4 is our number, i'm not using k=1 due to overfitting issues.

In [None]:
k = 4
#Train Model and Predict  
neigh = KNeighborsClassifier(n_neighbors = k)
neigh.fit(X_train,y_train)

### Prediction

In [None]:
predKNN = neigh.predict(X_test)

### Evaluation

In [None]:
print("Accuracy score : ", metrics.accuracy_score(y_test, predKNN))

print("F1 score: ", metrics.f1_score(y_test, predKNN, average='weighted') )

print("Jaccard score: ", metrics.jaccard_score(y_test, predKNN, average='weighted'))

print("recall score: ", metrics.recall_score(y_test, predKNN, average='weighted'))

print("precision score: ", metrics.precision_score(y_test, predKNN, average='weighted'))

In [None]:
knn_score = {
            'accuracy': metrics.accuracy_score(y_test, predKNN),
            'f1': metrics.f1_score(y_test, predKNN, average='weighted'),
            'jaccard': metrics.jaccard_score(y_test, predKNN, average='weighted'),
            'recall': metrics.recall_score(y_test, predKNN, average='weighted'),
            'precision': metrics.precision_score(y_test, predKNN, average='weighted')
        }

### <a id='94'> SVM </a>

### Modeling

In [None]:
svc = svm.SVC(kernel='rbf', random_state = 22)
svc.fit(X_train, y_train)

### Prediction

In [None]:
predSVC = svc.predict(X_test)

### Evaluation

In [None]:
print("Accuracy score : ", metrics.accuracy_score(y_test, predSVC))

print("F1 score: ", metrics.f1_score(y_test, predSVC, average='weighted') )

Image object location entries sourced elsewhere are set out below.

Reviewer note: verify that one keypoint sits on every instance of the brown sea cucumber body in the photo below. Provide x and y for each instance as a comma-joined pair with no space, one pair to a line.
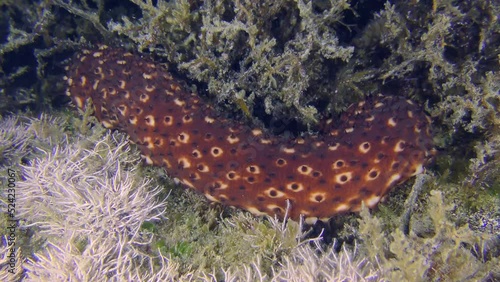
380,143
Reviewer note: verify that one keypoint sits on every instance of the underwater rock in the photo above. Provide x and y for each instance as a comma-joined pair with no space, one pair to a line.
380,142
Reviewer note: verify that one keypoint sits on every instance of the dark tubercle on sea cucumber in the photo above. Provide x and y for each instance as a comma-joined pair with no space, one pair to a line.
380,143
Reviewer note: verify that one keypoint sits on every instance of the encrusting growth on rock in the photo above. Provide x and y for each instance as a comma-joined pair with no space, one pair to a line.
380,143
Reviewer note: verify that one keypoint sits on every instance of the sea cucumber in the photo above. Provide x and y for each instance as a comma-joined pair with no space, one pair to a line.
380,142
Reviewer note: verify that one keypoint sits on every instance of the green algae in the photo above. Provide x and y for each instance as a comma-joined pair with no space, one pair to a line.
290,60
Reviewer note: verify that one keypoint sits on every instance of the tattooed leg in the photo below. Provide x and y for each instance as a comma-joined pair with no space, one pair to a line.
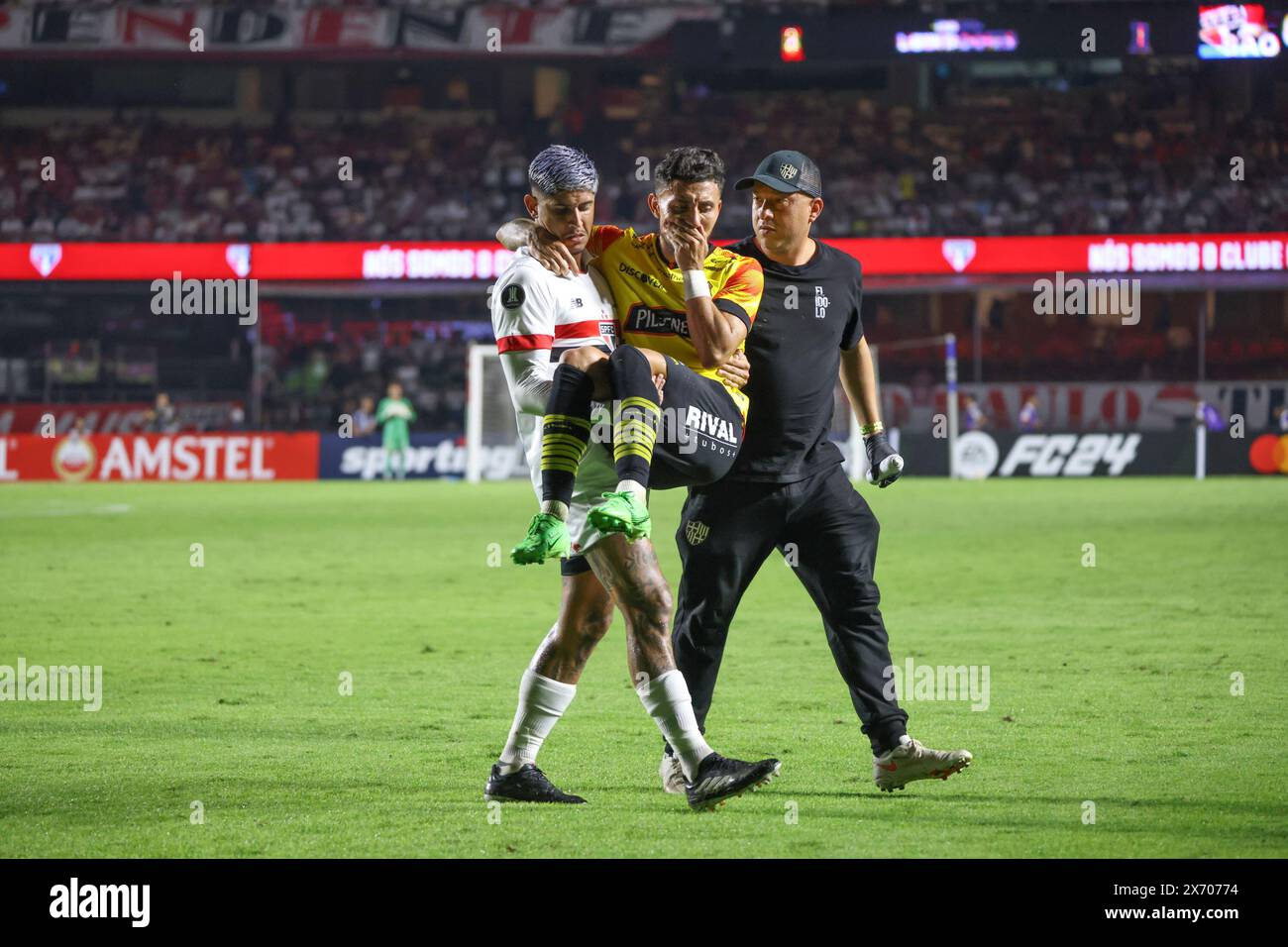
631,575
585,616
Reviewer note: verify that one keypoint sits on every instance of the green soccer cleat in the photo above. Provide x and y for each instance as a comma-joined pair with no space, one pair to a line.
622,512
546,539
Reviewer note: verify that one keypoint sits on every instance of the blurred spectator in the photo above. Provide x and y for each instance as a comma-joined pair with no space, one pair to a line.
1029,419
162,419
1024,161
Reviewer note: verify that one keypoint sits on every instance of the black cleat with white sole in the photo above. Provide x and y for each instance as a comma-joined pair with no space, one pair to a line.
720,779
526,785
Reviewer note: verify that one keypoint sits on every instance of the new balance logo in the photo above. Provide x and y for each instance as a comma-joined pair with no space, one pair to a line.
712,784
696,532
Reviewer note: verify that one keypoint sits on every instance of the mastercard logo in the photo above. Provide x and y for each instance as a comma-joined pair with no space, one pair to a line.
1269,454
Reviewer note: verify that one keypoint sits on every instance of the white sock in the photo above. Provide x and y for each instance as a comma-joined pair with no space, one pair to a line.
634,487
666,698
555,506
541,702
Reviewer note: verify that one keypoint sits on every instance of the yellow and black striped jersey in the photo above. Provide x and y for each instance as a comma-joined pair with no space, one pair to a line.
648,294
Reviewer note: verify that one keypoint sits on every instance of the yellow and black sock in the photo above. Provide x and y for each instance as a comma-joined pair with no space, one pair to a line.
635,414
565,432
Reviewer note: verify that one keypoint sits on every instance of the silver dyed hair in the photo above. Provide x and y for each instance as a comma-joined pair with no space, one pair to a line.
559,167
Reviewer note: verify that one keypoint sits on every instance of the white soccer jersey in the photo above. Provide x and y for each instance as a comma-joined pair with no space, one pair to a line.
536,317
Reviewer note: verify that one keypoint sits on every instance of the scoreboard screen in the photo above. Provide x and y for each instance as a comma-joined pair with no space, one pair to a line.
1239,31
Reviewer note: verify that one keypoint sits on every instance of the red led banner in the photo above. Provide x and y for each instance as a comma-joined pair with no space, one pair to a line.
402,261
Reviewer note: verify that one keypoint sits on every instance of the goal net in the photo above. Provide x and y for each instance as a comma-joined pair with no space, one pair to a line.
492,446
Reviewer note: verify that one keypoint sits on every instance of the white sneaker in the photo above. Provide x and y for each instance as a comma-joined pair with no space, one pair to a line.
911,761
671,774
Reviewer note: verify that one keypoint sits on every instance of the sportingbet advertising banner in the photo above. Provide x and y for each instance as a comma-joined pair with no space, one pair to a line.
1104,406
429,455
178,458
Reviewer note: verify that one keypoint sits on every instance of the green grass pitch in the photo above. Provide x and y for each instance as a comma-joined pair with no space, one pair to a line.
1109,684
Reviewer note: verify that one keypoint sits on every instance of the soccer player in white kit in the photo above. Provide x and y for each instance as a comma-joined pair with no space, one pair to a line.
540,320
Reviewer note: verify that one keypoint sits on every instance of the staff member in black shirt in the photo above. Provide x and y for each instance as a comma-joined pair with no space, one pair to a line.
789,486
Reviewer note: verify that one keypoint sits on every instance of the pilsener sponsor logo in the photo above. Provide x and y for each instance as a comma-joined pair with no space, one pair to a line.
75,899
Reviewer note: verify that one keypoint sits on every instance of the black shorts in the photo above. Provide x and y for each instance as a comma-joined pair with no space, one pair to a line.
700,431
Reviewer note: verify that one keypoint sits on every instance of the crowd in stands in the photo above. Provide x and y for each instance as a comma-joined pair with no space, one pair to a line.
1026,161
308,382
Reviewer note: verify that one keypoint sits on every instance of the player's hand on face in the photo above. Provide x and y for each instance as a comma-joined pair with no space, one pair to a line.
737,369
690,241
552,253
884,464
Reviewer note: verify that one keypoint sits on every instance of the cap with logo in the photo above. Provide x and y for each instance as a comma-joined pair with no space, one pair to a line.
786,171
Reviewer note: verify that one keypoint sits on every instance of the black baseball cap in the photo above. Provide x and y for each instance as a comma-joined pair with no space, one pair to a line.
786,171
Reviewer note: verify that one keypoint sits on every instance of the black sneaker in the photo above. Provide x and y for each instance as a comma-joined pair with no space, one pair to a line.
720,779
526,785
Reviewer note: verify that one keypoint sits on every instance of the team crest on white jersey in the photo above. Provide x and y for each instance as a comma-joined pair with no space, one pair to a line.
696,532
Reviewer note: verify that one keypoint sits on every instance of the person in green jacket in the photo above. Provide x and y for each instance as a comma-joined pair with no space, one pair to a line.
394,414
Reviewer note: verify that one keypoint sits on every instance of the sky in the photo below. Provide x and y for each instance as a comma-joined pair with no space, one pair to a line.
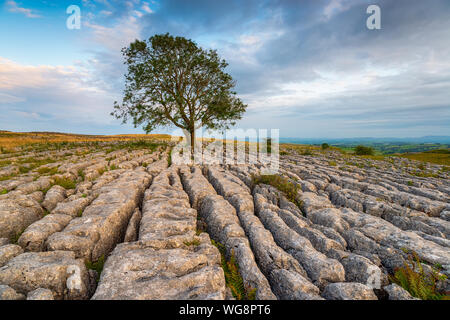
311,68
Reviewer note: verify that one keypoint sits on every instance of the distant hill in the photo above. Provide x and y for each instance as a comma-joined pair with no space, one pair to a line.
362,140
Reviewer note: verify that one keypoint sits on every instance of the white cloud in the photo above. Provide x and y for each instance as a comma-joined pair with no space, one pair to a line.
146,8
60,93
14,7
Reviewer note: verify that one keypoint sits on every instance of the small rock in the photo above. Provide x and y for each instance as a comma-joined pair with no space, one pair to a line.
8,293
395,292
348,291
40,294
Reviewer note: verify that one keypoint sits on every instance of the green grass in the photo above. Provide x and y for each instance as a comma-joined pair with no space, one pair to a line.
66,183
194,243
97,266
289,190
417,282
233,277
363,150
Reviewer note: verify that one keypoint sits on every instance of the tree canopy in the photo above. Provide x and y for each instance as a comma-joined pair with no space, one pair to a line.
172,81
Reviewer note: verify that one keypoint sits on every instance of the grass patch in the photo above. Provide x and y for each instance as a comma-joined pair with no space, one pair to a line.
97,266
65,183
233,278
283,184
432,156
15,238
417,282
194,242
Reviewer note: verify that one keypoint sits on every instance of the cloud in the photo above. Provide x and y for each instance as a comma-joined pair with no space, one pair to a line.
52,96
14,7
309,67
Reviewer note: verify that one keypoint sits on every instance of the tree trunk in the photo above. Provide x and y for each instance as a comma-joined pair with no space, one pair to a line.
192,142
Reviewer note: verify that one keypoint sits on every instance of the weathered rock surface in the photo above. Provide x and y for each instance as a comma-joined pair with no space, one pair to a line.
8,293
9,251
348,291
53,196
57,271
104,222
353,221
40,294
395,292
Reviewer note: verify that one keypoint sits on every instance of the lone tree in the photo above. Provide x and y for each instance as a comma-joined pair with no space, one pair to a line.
172,81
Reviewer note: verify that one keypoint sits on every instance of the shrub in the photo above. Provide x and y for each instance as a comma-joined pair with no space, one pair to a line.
417,282
364,151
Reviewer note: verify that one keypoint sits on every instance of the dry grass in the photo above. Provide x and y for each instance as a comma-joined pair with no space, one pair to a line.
10,140
437,158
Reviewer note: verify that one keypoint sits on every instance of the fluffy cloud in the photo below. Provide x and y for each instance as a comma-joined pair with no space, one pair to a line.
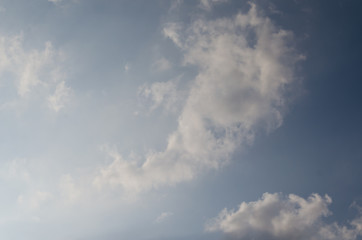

print("Jaccard score: ", metrics.jaccard_score(y_test, predSVC, average='weighted'))

print("recall score: ", metrics.recall_score(y_test, predSVC, average='weighted'))

print("precision score: ", metrics.precision_score(y_test, predSVC, average='weighted', zero_division=1))

In [None]:
svm_score = {
            'accuracy': metrics.accuracy_score(y_test, predSVC),
            'f1': metrics.f1_score(y_test, predSVC, average='weighted'),
            'jaccard': metrics.jaccard_score(y_test, predSVC, average='weighted'),
            'recall': metrics.recall_score(y_test, predSVC, average='weighted'),
            'precision': metrics.precision_score(y_test, predSVC, average='weighted', zero_division=1)
        }

# <a id='10'> Conclusion </a>

### Random forest score

In [None]:
print(pd.DataFrame.from_dict(rfc_score, orient = "index",columns=["Score"]))

### Decision tree score

In [None]:
print(pd.DataFrame.from_dict(dt_score, orient = "index",columns=["Score"]))

### KNN score

In [None]:
print(pd.DataFrame.from_dict(knn_score, orient = "index",columns=["Score"]))

### SVM score

In [None]:
print(pd.DataFrame.from_dict(svm_score, orient = "index",columns=["Score"]))

## Summary

KNN and SVM algorithms appears to be much worse compared to the rest. Random forest and decision tree scores are the same and since random forest complexity time is higher than decision tree that would be my choice for this data.